A Word With… Nicola Lefevre

The founder of Girls Rock Camp Calgary on why the kids truly are all right.

 

Nicola Lefevre joined her first band back in high school and is now mentoring the next generation as the founder of Girls Rock Camp Calgary, a non-profit organization that stages an annual summer week-long session on everything from songwriting to recording to merchandise. She still walks the walk herself as a member of the bands Sequicons, Chick Magnets (with Girls Rock Camp cohort Miesha Louie), Night Committee and Tugs, and juggles her passion with a day job in healthcare administration as well as graduate studies in her field. We caught up with Lefevre to chat about her first band, camp life and why the kids truly are all right.

Tell me about your first band.

Nicola Lefevre, founder of Girls Rock Camp Calgary.

“I started playing bass when I was 14. I had just started high school at Bishop Carroll and some friends wanted to start a band. The guitar player and the drummer had already played together for a couple years. They needed a bass player and a singer and this other guy wanted to be the singer, so I got myself a bass. It was 1993 so we wanted to be the Smashing Pumpkins. We played our first show in June of 1994 with Chixdiggit. We were called Drew, named after our drummer’s best friend. We played for a year and a half, I think, and then everyone moved on to other things.”

How did you get involved with Girls Rock Camp?

I heard about it in Vancouver in 2012 and I started looking into whether anything like that had been done in Calgary. It turned out something actually had been done a couple years previous, though it wasn’t called Girls Rock Camp. I was volunteering with the New Black Centre at that time [a now-closed all-ages venue and music education centre in Inglewood]. I talked to New Black’s Darren Ollinger about it and he thought it would be a cool program so we just jumped in with both feet and went for it. I was the one who started it up and he was like my benefactor.”

What goes on at Girls Rock Camp?

“It runs Monday to Saturday. The first four days they do all the learning, like music lessons, workshops on dealing with promoters, making merchandise, and we work as a group to write a camp song.
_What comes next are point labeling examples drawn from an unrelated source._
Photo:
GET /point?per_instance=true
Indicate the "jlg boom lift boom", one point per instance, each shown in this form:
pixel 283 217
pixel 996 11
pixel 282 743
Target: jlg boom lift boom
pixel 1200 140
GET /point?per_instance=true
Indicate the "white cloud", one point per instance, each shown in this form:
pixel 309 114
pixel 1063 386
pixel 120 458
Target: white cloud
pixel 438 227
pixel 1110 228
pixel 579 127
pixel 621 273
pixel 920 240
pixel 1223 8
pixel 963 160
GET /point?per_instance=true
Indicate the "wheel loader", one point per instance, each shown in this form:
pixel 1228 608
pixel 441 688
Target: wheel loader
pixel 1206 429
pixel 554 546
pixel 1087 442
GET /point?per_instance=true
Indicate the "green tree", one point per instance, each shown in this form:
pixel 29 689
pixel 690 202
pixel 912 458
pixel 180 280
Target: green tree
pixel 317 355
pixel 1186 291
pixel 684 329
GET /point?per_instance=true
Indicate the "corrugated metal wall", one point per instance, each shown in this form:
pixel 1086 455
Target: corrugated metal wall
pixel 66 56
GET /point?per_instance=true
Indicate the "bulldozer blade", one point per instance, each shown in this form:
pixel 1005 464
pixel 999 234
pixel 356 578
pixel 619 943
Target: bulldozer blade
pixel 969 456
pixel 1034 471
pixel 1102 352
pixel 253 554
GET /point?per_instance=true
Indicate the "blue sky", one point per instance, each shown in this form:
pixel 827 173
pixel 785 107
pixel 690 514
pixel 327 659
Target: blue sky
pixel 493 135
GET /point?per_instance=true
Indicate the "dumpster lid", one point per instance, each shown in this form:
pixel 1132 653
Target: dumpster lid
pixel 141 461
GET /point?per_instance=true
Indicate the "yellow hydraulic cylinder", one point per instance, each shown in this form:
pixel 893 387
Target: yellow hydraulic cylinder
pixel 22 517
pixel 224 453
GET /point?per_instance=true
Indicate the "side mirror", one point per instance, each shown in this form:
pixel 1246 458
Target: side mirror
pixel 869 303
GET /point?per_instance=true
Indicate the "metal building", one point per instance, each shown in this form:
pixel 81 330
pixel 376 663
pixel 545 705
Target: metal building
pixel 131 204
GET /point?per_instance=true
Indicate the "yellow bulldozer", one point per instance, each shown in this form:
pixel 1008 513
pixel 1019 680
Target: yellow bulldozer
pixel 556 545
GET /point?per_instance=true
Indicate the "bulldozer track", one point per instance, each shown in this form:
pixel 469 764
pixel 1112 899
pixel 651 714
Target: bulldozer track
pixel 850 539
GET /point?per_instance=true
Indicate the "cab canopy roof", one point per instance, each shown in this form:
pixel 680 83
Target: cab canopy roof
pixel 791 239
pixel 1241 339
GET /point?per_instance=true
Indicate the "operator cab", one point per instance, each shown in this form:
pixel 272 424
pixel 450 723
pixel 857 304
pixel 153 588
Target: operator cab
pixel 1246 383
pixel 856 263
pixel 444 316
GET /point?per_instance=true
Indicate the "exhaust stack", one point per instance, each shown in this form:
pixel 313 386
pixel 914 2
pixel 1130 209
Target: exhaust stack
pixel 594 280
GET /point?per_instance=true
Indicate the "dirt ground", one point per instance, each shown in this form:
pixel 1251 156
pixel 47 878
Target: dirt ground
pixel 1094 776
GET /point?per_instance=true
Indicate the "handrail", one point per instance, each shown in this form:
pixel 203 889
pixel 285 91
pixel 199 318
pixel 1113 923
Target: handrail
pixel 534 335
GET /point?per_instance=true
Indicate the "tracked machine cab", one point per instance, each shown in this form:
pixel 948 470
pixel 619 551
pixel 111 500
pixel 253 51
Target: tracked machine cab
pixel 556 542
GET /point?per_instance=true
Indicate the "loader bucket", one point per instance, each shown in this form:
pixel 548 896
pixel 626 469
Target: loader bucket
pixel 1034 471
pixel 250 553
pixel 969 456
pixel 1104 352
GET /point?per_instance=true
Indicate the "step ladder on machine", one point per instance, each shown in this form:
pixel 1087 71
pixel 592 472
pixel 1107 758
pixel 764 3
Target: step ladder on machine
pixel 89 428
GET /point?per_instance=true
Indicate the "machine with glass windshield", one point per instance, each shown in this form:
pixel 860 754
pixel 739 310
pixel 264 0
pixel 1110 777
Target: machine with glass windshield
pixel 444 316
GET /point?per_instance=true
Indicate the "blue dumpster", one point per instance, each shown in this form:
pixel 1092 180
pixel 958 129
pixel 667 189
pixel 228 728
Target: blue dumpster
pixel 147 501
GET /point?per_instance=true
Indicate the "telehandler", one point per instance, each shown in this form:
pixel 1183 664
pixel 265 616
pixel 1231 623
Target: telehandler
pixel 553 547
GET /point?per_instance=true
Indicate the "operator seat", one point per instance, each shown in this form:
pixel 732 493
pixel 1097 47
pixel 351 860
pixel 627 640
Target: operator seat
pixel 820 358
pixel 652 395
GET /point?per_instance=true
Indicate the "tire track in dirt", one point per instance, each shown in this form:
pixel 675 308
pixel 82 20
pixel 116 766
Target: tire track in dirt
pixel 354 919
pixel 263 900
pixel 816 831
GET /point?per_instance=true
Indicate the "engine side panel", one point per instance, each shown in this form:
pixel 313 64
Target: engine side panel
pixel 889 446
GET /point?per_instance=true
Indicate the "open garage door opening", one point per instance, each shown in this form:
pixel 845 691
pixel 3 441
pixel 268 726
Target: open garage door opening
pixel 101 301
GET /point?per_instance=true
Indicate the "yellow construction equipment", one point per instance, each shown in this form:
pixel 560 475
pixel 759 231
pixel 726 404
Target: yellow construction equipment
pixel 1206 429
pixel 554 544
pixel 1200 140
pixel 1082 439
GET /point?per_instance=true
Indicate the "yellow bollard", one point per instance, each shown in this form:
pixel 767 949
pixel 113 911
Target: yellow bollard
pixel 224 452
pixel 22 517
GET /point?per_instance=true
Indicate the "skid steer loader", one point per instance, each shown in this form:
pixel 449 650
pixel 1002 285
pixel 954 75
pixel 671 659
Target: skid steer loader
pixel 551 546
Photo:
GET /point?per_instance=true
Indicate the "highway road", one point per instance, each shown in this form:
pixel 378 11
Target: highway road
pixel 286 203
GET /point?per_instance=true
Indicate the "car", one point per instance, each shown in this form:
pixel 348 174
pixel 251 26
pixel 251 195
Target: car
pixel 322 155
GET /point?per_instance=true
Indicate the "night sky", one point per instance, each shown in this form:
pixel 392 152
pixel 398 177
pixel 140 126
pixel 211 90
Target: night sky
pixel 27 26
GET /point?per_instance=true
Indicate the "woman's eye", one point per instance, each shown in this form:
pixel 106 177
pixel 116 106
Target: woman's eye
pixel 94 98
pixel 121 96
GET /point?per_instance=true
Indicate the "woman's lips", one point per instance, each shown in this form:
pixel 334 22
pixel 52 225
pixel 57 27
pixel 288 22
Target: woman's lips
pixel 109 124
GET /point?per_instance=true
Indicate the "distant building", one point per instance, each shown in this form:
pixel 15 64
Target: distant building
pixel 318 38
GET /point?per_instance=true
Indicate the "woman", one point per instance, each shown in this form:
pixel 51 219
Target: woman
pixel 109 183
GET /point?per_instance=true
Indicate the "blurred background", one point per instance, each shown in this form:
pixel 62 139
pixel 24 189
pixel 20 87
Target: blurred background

On the Friday, they do a recording – for the last two years, OCL Studios has donated their space and Josh Gwilliam (a GRC board member) records everyone’s original song. And then they play a showcase on the Saturday afternoon at Ship and Anchor. We also have a pretty major focus on what it means to be female, playing music, in our scene and beyond.”

What are some of the things that come up in that regard?

“Some of it has to do with how do you assert yourself, and how to be seen and be taken seriously and not be dismissed as a novelty, because goodness, I still run into that and I’m 37 years old – it’s always nice when I’m referred to as being a solid player rather than ‘good for a girl.’ We talk about camaraderie between women as well, just accepting each other and each other’s tastes and how you work together with people that maybe you wouldn’t work with otherwise. We also talk about safety. Last year the Calgary Sexual Health Centre came and did a [presentation] about consent. There’s a little bit of that too.”

Rock ‘n’ roll is rebellious by nature. What are the campers rebelling against?

“The girls that come to camp generally have really supportive parents, so I find that it’s not so much them rebelling against their family or home life, but against this idea of what a girl is supposed to be. A lot of them that come are already staunch little feminists.”

What’s one thing you’ve learned from them?

“Just how hyper-aware they are. We always say after every camp that if these are the hands we are putting our music community into, it’s in good hands. It’s so different from when I was that age. They’re more self-assured. Less held-back. That’s exciting for me. It makes other things feel like less of a struggle.”

Playing in bands, teaching the next generation how to start a band, you wouldn’t do this if you didn’t love it. So what do you love about it?

“It’s such a clich, but it’s a total release. So much of what I do in my work life is really serious: seniors’ health, my graduate studies about compassion fatigue and psychological distress. You know what I mean? Playing music is the outlet. I often say that if I didn’t do that, none of this other stuff would get done. I make time to do it because I have to. It’s the way I create. I’m not a visual artist. I don’ t make films. This is the way I get to be creative.”